Health Minister JP Nadda said this was a “historic” act and that the government “stands committed to free treatment of HIV patients.” He said the bill was “people-centric”, and how “before the coming of this Bill, these (HIV infected) people were not empowered”.

Key Provisions of the Bill

The legislation—it will take time for it to become law—covers a wide gamut of issues, such as employment, education, housing and health care, holding of public or private office, access to insurance and freedom of movement (see Box). Appended with that is a pre-emptive portion that talks about bans on unfair treatment of infected people at public facilities, such as shops, restaurants, hotels, public entertainment venues, public facilities and burial grounds.

The discrimination and apathy has grown to such an extent that AIDS is not even acknowledged in public. This correspondent has experienced the news of the death of a senior citizen, written off as cancer, while it was clearly due to AIDS-related complications, the infection having happened in a blood transfusion. Thus the record of AIDS-related deaths in India is totally unreliable.

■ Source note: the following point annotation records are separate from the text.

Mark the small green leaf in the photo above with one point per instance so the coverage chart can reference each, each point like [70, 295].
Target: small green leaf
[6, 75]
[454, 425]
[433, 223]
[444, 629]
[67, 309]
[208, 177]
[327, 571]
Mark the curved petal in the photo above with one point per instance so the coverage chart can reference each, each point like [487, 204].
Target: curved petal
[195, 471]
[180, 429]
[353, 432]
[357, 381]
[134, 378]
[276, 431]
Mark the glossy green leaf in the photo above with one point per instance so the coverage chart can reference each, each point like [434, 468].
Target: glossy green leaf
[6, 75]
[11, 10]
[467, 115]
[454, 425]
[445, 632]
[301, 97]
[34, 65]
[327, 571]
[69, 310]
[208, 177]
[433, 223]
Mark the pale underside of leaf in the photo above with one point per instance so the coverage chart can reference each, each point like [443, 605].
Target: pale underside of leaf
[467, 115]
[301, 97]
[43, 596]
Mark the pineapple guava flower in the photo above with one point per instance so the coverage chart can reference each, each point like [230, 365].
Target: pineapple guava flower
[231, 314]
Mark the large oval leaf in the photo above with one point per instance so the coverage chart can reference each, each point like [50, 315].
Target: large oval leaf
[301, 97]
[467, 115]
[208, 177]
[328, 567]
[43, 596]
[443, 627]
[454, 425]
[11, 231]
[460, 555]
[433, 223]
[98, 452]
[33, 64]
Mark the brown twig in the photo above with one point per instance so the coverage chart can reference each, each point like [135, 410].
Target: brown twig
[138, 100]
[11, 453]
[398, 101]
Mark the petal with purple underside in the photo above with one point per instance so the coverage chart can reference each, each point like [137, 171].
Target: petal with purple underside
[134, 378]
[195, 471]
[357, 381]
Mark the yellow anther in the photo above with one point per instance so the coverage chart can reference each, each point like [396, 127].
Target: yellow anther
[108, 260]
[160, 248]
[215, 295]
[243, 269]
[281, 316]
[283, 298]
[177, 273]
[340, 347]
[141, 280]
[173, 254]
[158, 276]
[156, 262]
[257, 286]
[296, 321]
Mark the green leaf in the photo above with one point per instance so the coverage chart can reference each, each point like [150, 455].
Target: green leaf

How unreliable is data in India is evident from the following.

According to avert.org, the authoritative international NGO dedicated to informing and helping AIDS victims and administrations, Rs 21 lakh people were living with HIV infections in India as of 2015, with 86,000 new HIV infections and 68,000 reported deaths through AIDS-related complications.

It also said that while the prevalence of the disease was decreasing in India, the country still hosted the third largest HIV epidemic in the world, even though the prevalence was estimated at a mere 0.26 per cent.

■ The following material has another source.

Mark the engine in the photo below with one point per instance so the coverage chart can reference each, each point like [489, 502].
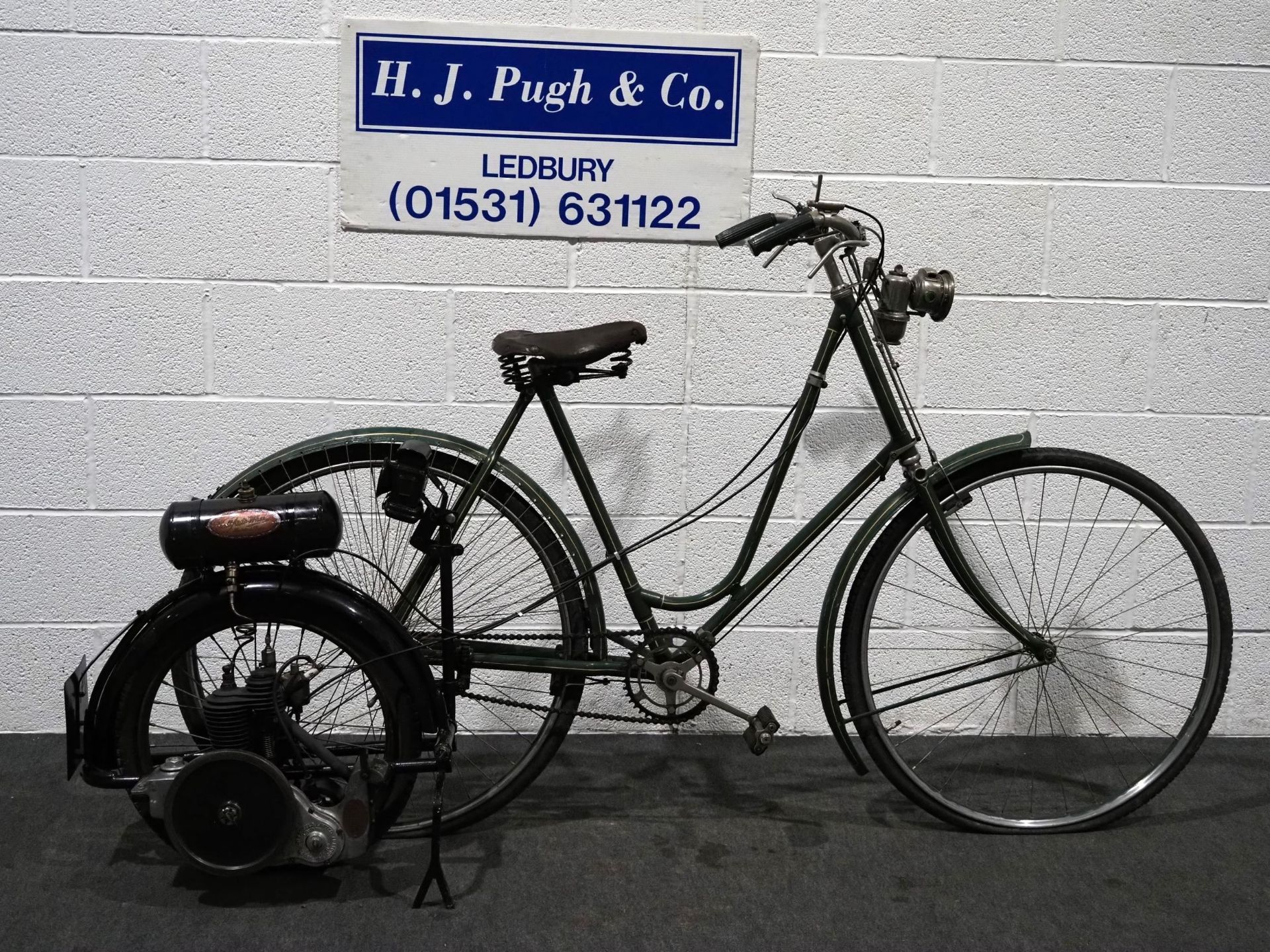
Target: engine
[232, 810]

However, a study in the same year, by the Global Burden of Disease (GBD), had indicated that new infections reported in the country were Rs 1.96 lakh. It also said that India had Rs 28 lakh people living with the infection.

What this shows is that all estimates are just that, and government efforts so far have been too little, too late. This Bill, at least, has the teeth to address tricky questions with straightforward answers. It deals with the social symptoms and ills, while letting the medical boards deal with the nitty-gritties of actual treatment.

Thankfully, the Bill has come with teeth. Minister Nadda has informed: “Whosoever does not adhere to the provisions of the Bill will be penalised. There would also be civil and criminal proceedings against them. Action would be also taken against those who come between the implementation of the provisions of the proposed Bill.”

The objectives of the bill have been acclaimed by Steve Kraus, Director, UNAIDS Regional Support Team for Asia and the Pacific. He has been reported to have said: “This is an important step forward for people living with and affected by HIV in India and around the world. This legislation begins to remove barriers and empowers people to challenge violations of their human rights.”

The Bill should be the right step in the right direction and though it has come a bit late, it has the potential to address special societal issues hitherto neglected.